Он осмотрелся — в этой квартире ничто не было случайным, вся обстановка, все украшения были поставлены в строго продуманном и, по-видимому, никогда не нарушаемом порядке.
«Наверное, у нее и в адвокатском бюро такой же порядок, — подумал он. — Какая разница — поливать цветы или работать с документами… важно, чтобы все шло по строгому плану, никаких отклонений, никаких случайностей».
— Присаживайтесь, — сказала она звучным голосом с неожиданно надменной интонацией. Валландер почему-то представлял, что эта невероятно худая седая женщина должна разговаривать тихим, едва слышным голосом. Он сел в старинное плетеное кресло и устроился поудобнее. Кресло заскрипело.
— Не угодно ли чашку кофе? — спросила она.
Он отрицательно покачал головой.
— Чай?
— Нет, спасибо. Я хочу задать вам всего несколько вопросов и сразу уйду.

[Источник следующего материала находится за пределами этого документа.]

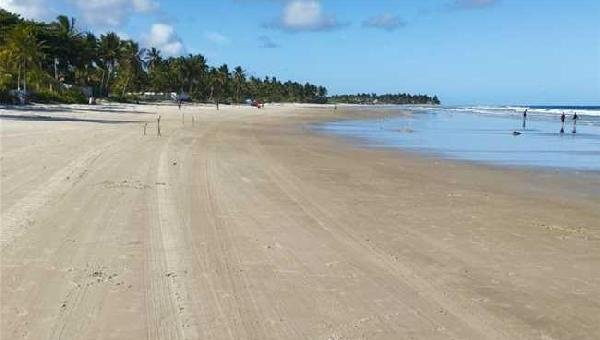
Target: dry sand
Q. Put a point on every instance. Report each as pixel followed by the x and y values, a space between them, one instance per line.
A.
pixel 249 225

Она присела на краешек цветастого дивана по другую сторону стеклянного журнального столика. Валландер вдруг сообразил, что у него нет с собой ни ручки, ни блокнота. Он даже не позаботился приготовить первые несколько вопросов, а ведь это было одним из неизменных правил, которые он свято соблюдал. За многие годы службы он понял, что как при допросах, так и в беседах со свидетелями нельзя работать наугад.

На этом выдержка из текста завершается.